Events like these bring in extra revenue without a large overhead investment. They also help the store keep an ever changing inventory that offers every student something that fits into their lifestyle.
“The bazaar is in a great location. Our patio is on the walk between residence halls and the general campus. It’s a high-traffic location which catches the students’ attention,” Crowe said. “The merchandise is a little more unique and personal, and the atmosphere is just what a bazaar should be. It’s very free flowing and inviting. The bazaar offers students the kind of stuff we don’t typically sell in the store. Because of that, the event helps bring people into the store and attracts student attention.”
The UCLA Store also partners with different companies to host in-store pop-up shops with the brands students love. Special pop-up events give the campus community the chance to see their favorite brands in the campus store.
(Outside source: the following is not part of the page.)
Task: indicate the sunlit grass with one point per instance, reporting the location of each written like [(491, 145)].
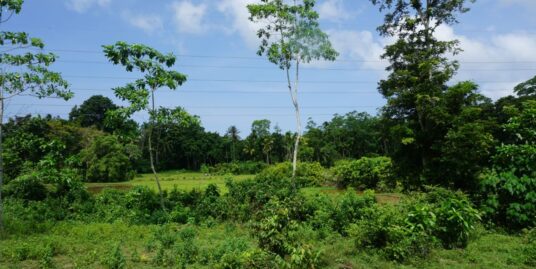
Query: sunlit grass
[(169, 179)]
“We explore and experiment with in-store pop-up shops as well. We will host tastings and various retail events. We try different things as the opportunity presents itself,” Crowe said. “We did a TOMS® trunk show last year, and we really tried to market the event. Mostly though, I think people were walking through and saw the event taking place. Then it became an opportunity for them to shop.”
In addition to large consignment sales and pop-up shops, the store supports the campus community by hosting various pop-ups around campus.
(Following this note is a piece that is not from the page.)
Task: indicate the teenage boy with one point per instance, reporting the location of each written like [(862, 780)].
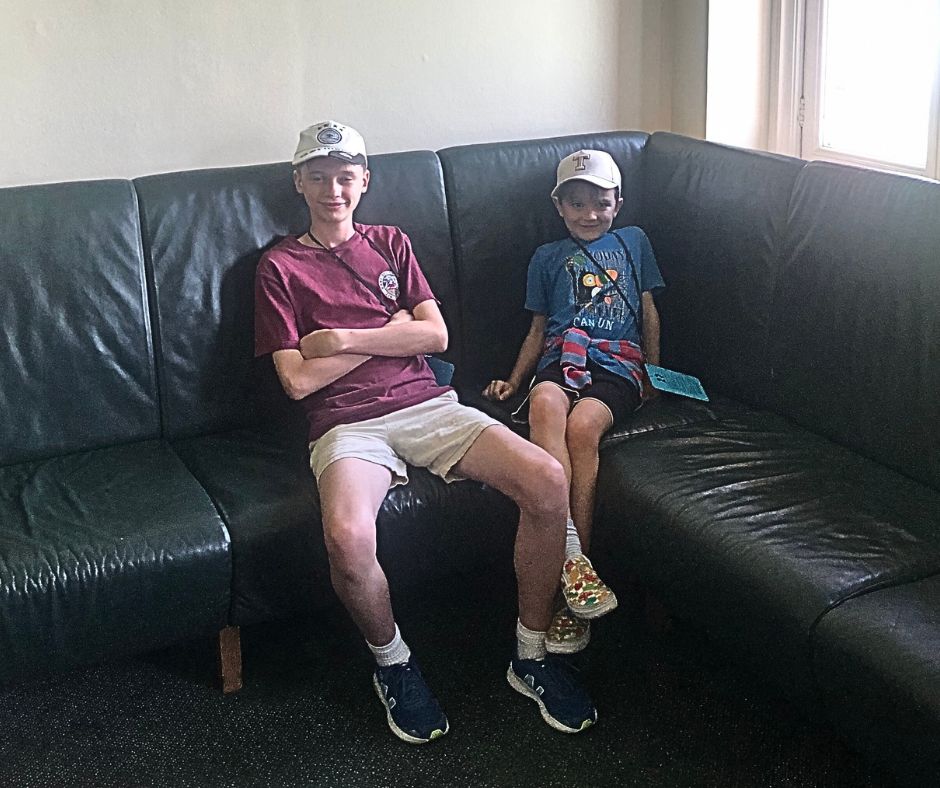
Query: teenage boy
[(594, 324), (348, 316)]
“Our trade book section, the Book Zone, hosts different book pop-ups throughout the year in conjunction with book signings on campus. The signings are usually held away from the store in different areas of campus, so that’s where we establish the pop-up locations,” Crowe said. “The Book Zone also supports the psychology conference that is hosted here every year. They set up a little conference bookshop in our union and sell psychology books for the duration of the conference. By going beyond the boundaries of our campus store, we can introduce ourselves to new customers and provide a needed service.”
For other college stores interested in establishing additional college store revenue streams, Mr. Crowe suggests that they bring something unique to campus and work to develop strong logistical and marketing support.
“Try to minimize your own inventory risk as much as possible, but also be willing to try something new. Get excited about the new things you offer and spread that excitement to the campus through your interactions and social media,” Crowe said. “Continue to look beyond the traditional retail model. Look at what your constituents want or need. If you can provide those solutions to students, staff, faculty, alumni and visitors, you will create a great foundation for the future.”